10 Nisan 2003 Tarihinde Türkmen Şehri Kerkük'ün Amerikan Askerleri Desteğindeki Peşmergeler Tarafından İşgal ve İstilasından Sonraki (Şimdiki) Durumu. Bu Sürede 700 Bin Kürt Sahte Belgelerle Kerkük’e İthal Edilip yerleştirildi. Hani Kerkük Türkiye'nin milli meselesi ve kırmızı çizgisiydi! 

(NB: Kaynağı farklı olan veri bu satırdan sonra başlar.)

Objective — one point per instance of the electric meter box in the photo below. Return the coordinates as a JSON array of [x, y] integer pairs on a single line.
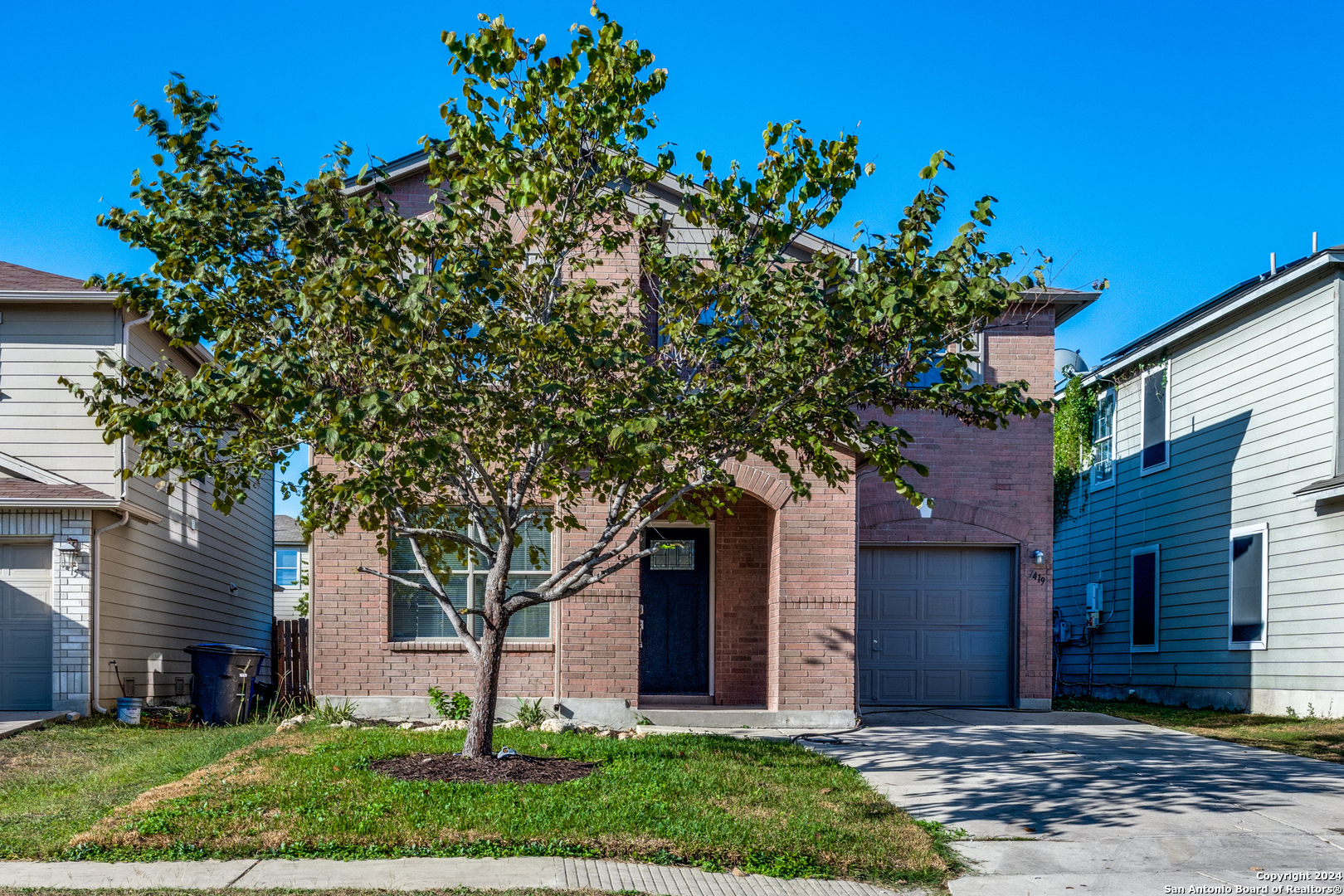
[[1094, 597]]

Türkmen şehri Kerkük düz bir ovada kurulmuştur. MÖ. 3. yüzyılda yapılan kale bir tepenin üzerinde yer alır ve Kerkük’ün her tarafına kuş bakışı bakan bir konuma sahiptir. Kerkük’ün ortasından Hasa Su çayı geçer. Hasa Su çayı Kerkük’ü Eski yaka ve Korya yaka olmak üzere iki yakaya ayırır. Kale ile beraber şehir üç kısma bölünür. Kale şehrin ilk yerleşim yeridir. Çevresine hâkim surları ve dar sokakları vardı. Kalenin içindeki kesim Hamam, Ağalık, Meydan ve Zindan adlı dört mahalleden oluşmaktaydı. Şehrin kale dışına taşması muhtemelen nüfusun da baskısıyla 17. yüzyılda olmuştur. Eski yaka (Karşıyaka) kesiminde kale çevresinde zaman içerisinde ortaya çıkan İmam Kasım, Çay, Çukur, Musalla, Bulak, Avcı, Piryadi ve Ahi Hüseyin, adlarında mahalleler bulunuyordu. Korya yakasında ise Sarıkâhya, Begler, Mahatta (İstasyon), Şaturlu, Hasa, Elmas, Yeni Kerkük (Arafa) adlı mahalleler vardı. Kürtlerin yoğun yasadığı Şorca mahallesi de geçen yüz yılın kırkları ve ellilerinde yoktu. Kerkük’te sonradan ihdas edilen ‘’iskan (Azadi)’’ ile ‘’Rahimava’’ Kürt mahalleleri de yoktu. Bunlar sonradan Süleymaniye ve Erbil yolu istikametinden göç alarak kurulmuştu.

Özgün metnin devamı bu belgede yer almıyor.